Overall, we found that NPs are generally not practicing to the full extent of their education and training, and practice is often constrained by factors beyond (and including) state SOP laws. Many barriers stand in the way of NPs practicing to the top of their licensure, including state and federal regulations and statutes, hospital and facility bylaws that prescribe NP practice scope within institutions, and deep-rooted cultural beliefs. Federal statute, regulated through the granting of administration, dispensing, and prescribing authority by the Drug Enforcement Agency, also prohibits NPs from prescribing some medications for the treatment of opioid addiction that physicians can prescribe. These barriers supersede state regulations that may otherwise permit autonomous prescribing and practice for NPs.

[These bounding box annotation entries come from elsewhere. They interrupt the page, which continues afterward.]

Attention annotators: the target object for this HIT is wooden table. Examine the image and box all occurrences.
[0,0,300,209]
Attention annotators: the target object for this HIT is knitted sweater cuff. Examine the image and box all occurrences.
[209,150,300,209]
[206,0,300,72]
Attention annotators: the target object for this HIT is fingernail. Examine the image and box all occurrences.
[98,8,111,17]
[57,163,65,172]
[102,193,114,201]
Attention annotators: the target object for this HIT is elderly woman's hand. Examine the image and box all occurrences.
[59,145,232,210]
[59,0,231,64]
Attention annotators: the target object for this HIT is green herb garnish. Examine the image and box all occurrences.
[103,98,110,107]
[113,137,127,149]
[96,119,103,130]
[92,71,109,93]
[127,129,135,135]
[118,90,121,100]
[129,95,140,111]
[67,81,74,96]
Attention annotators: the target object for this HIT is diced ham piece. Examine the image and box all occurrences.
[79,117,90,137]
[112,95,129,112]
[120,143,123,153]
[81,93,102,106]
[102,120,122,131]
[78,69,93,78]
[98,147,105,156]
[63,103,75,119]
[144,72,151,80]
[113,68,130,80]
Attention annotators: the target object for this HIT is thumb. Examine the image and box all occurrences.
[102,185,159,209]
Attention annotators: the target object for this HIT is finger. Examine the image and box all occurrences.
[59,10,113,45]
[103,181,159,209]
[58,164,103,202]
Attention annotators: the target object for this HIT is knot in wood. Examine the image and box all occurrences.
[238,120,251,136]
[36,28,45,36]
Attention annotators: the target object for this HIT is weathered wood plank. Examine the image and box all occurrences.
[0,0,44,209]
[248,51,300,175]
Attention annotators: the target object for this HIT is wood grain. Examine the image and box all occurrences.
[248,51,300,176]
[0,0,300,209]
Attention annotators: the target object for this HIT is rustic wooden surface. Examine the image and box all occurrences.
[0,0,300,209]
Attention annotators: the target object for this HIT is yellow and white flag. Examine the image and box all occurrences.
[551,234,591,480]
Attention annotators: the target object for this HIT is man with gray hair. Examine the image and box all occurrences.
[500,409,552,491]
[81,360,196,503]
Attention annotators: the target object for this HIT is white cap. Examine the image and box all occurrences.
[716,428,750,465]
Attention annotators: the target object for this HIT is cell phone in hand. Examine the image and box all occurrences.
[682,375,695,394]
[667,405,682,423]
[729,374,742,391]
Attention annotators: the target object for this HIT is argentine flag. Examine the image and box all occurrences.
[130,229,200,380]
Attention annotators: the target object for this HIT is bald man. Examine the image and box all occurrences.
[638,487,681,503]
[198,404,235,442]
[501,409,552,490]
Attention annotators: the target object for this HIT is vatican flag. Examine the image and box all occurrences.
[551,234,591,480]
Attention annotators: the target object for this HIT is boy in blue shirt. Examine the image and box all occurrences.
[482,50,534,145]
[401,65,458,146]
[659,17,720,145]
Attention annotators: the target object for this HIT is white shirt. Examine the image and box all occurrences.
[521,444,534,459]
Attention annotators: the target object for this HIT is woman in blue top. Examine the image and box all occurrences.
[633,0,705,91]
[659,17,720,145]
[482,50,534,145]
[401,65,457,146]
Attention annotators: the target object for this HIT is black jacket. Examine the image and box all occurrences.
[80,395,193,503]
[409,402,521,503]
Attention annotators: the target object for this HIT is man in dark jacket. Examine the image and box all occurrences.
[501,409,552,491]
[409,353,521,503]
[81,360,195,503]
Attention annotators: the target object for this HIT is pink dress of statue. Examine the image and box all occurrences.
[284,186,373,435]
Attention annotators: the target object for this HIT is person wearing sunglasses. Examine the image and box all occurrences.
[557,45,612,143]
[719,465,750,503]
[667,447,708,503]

Some have theorized that the declaration of a national opioid crisis is just another step by government at bringing healthcare costs under control by either monopolization (e.g. typically Republicans) or nationalization (e.g., typically Democrats).  Since 1970 Healthcare Inflation has outstripped the Consumer Price Index by a factor of 2:1. In the run up to the 2020 presidential election, some Democratic candidates are running on a platform called Medicare for All. While Republican candidates continue supporting regulations which restrict access to healthcare through SOP, removing regulations which protect minorities, i.e. the HHS Moral Conscious Clause and the reduction in Medicare and Medicaid benefits for minority groups, leading to the Republican version of cost control through monopolization. These facts are not lost on healthcare providers which have understood for decades that an increase in the number of providers leads to provider rate increases as providers scramble for a smaller percentage of a patient population. It also explains why most physician leaders support a Republican monopolization model over a Democratic nationalization model.

In the last few years, SOP regulations have provided new tools for the darker side of medicine, with board members attacking competitors with allegations which exceed the mandate of a state medical board. Such board members are all but untouchable given the passage of H.R. 6515. This law combined with the adoptive seizures practices used by Federal Law Enforcement, have financially decimated members of the medical community as an ideological war and a new age of competitive backstabbing play out in a fight for patients in the face of lower reimbursement rates from insurers, Medicare and Medicaid.

It’s no longer a fight for access to quality medical care, it’s a fight for access to any type of medical care or medical care we can afford, with many honorable physicians in the trenches with their patients trying to survive.